Wartime alliances accelerated the shift to positive portrayals of China begun in the 1930s. Mahjong made rare appearances as a wholesome, even healing recreation in popular fiction. In a 1934 novel, the camaraderie of a daily mahjong game breathes life back into a World War I veteran suffering from long-term physical and psychic wounds. After dusting off the mahjong box that had been ignored for years, the narrator reflected, “there must have been some small Chinese elf with kindness in his slant eyes shut up in that lacquer box.”69 As in the 1920s, the text personified Chinese culture through the game and did so in language that highlighted racial difference and caricatured exoticism. However, this was a far more benevolent spirit of mahjong than the “heathen Chinee” and “evil” tricksters who peopled earlier representations.70 Not long after the book’s publication, the League gathered at the grand Ruby Foo’s Den in Manhattan to play, dine, and fundraise for United China Relief. Speaking to them were Lee Ya-Ching, a pathbreaking female aviator who solicited support across the Americas for United China Relief, and author Carl Glick, who helped Americans reconceptualize Chinese American tongs as mutual aid societies rather than violent gangs.71 With its red lanterns and ornate wallpaper mimicking Chinese painting, the restaurant exemplified an aesthetic of carefully marketed Americanized Oriental exoticism.72 The League’s newsletter featured a photograph of the organization’s officers, all white women, smiling in front of the restaurant’s life-sized statue of Buddha topped with a pagoda-style bower.73 Although the League generally emphasized the game’s Chinese origins far less than did the 1920s fad culture, the Allied connection became another link to patriotism. Viola Cecil hosted mahjong dinners in her home to support United China Relief.
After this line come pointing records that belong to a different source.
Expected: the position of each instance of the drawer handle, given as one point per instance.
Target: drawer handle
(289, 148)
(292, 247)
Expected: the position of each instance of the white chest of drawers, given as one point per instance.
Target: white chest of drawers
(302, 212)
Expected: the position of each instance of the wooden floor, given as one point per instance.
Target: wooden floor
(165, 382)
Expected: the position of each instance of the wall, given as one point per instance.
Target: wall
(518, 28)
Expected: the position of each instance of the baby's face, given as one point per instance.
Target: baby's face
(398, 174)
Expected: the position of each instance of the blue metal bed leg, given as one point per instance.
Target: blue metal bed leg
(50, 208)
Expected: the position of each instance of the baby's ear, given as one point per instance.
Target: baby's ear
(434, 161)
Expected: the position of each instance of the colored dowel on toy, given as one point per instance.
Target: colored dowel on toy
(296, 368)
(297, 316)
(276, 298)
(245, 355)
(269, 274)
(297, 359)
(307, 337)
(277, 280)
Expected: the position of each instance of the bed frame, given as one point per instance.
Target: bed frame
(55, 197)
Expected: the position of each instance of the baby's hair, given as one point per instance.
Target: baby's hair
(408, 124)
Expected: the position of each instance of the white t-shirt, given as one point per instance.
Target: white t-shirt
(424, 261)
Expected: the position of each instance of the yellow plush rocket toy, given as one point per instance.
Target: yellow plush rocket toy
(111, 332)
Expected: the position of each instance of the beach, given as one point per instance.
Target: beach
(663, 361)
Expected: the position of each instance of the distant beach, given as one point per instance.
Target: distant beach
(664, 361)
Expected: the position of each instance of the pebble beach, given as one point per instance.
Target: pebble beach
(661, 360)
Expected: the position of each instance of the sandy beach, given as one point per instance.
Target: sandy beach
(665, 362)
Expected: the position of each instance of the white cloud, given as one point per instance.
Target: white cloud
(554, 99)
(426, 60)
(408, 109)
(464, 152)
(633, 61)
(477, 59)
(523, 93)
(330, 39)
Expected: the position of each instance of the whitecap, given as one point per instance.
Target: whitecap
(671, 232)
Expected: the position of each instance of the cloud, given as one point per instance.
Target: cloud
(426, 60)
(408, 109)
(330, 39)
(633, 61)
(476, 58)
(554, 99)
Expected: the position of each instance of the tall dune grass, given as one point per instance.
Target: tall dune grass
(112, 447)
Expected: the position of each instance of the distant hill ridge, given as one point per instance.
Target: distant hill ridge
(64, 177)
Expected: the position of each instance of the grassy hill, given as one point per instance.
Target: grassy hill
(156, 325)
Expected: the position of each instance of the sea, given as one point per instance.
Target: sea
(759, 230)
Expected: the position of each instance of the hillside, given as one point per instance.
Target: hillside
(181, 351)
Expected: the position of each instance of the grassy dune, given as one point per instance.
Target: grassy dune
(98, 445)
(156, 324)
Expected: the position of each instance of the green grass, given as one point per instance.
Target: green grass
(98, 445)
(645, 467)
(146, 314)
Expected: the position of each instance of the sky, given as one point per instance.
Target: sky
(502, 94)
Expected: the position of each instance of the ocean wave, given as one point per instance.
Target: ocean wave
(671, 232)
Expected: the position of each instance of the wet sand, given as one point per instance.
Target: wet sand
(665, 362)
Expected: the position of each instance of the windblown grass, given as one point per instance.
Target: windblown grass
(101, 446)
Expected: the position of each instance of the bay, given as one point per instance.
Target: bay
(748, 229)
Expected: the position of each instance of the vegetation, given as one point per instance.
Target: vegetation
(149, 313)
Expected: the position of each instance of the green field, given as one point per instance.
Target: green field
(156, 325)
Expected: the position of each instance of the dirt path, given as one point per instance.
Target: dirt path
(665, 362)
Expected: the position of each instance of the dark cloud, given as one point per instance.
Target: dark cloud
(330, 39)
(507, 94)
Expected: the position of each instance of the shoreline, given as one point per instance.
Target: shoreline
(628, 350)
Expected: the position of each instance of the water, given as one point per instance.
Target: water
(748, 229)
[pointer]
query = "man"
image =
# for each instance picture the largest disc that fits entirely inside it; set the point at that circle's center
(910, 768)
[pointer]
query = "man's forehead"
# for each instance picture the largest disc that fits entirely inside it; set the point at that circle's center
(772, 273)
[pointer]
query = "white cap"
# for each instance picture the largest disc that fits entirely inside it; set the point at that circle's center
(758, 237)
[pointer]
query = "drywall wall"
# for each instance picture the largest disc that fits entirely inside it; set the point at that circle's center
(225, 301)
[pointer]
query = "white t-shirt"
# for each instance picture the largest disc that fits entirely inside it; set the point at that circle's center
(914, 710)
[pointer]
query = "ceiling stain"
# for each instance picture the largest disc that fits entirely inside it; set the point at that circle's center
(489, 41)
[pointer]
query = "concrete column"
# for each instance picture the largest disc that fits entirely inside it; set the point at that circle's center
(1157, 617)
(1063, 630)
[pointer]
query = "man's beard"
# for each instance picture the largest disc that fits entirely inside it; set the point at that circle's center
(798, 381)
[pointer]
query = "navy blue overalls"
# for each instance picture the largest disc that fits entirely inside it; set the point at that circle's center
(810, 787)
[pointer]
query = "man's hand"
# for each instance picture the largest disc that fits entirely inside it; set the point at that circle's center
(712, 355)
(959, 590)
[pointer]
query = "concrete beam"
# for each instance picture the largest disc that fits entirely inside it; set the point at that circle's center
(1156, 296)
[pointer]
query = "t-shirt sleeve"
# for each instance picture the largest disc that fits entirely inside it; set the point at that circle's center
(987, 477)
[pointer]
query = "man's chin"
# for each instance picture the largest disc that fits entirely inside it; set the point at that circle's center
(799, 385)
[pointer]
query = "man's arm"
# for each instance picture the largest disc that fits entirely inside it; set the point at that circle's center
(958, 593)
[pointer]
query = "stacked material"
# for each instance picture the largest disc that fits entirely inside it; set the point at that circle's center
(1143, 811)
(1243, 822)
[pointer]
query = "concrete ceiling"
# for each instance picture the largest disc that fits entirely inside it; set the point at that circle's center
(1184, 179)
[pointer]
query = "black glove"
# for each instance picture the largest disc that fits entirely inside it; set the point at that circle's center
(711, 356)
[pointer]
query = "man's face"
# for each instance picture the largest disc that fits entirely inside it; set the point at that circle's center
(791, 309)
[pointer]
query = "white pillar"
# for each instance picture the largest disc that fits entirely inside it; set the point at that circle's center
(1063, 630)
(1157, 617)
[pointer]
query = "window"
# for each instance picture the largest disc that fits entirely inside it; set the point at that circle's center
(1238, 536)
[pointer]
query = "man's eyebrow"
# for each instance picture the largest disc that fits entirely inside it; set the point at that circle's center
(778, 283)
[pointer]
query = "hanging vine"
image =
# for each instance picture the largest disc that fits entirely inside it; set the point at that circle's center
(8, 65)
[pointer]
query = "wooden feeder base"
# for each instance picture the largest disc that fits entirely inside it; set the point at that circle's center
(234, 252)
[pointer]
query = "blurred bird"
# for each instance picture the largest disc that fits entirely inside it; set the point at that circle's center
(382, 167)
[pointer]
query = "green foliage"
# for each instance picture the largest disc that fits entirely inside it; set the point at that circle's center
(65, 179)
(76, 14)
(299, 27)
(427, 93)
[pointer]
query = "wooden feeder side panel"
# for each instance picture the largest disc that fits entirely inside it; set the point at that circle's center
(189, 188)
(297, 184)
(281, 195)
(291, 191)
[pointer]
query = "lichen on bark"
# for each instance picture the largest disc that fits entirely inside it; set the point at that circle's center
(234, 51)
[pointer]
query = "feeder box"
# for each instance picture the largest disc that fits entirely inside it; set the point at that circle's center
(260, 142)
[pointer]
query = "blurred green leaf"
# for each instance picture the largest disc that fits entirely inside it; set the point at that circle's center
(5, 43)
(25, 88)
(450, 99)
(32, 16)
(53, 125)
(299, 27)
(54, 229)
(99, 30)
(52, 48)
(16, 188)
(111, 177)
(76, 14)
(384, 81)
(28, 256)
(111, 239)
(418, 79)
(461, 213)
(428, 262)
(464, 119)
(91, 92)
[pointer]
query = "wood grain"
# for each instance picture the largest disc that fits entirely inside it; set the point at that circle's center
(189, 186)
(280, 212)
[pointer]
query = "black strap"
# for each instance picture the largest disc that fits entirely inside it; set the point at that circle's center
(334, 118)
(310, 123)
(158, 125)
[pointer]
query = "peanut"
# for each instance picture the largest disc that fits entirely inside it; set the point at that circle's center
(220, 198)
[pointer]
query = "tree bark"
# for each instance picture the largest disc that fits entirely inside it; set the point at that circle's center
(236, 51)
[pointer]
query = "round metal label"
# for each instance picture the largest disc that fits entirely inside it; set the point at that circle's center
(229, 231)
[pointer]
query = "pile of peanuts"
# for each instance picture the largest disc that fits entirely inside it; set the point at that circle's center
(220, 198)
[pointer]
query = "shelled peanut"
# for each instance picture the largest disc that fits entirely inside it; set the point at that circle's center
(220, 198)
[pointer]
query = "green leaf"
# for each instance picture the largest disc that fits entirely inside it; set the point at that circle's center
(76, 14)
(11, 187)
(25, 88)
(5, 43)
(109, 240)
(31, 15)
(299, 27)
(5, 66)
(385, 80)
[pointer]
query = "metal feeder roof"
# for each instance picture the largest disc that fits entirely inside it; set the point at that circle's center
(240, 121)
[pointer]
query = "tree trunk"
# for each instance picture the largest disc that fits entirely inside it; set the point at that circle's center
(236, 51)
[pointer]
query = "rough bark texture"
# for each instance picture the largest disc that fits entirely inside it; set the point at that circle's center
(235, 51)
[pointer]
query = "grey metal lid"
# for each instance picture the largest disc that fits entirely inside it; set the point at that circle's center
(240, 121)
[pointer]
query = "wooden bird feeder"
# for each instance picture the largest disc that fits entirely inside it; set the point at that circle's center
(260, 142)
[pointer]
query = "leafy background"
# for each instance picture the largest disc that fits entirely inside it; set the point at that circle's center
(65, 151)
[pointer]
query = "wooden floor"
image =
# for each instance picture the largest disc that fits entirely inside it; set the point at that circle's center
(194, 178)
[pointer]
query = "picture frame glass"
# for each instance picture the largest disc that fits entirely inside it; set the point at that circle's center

The League’s newsletter encouraged readers to host their own, as “Linked to America, as China is, by the bonds of a common cause, her need becomes our responsibility.”74

Once the United States joined the alliance against Japan, popular media began in earnest to promote an image of a noble and long-suffering Chinese people.75 Less than two months after Pearl Harbor, San Francisco columnist Herb Caen emphasized the unifying patriotism found in Chinatown. “The American-born Chinese are still bewildered by the traditions of their elders, the Chinese from the old country are shocked by the antics of the young generation—and yet everywhere you’ll find true Americanism, true contempt for fascism, and a true determination to stick to the weary fight till the Axis is ground to bits,” Caen wrote.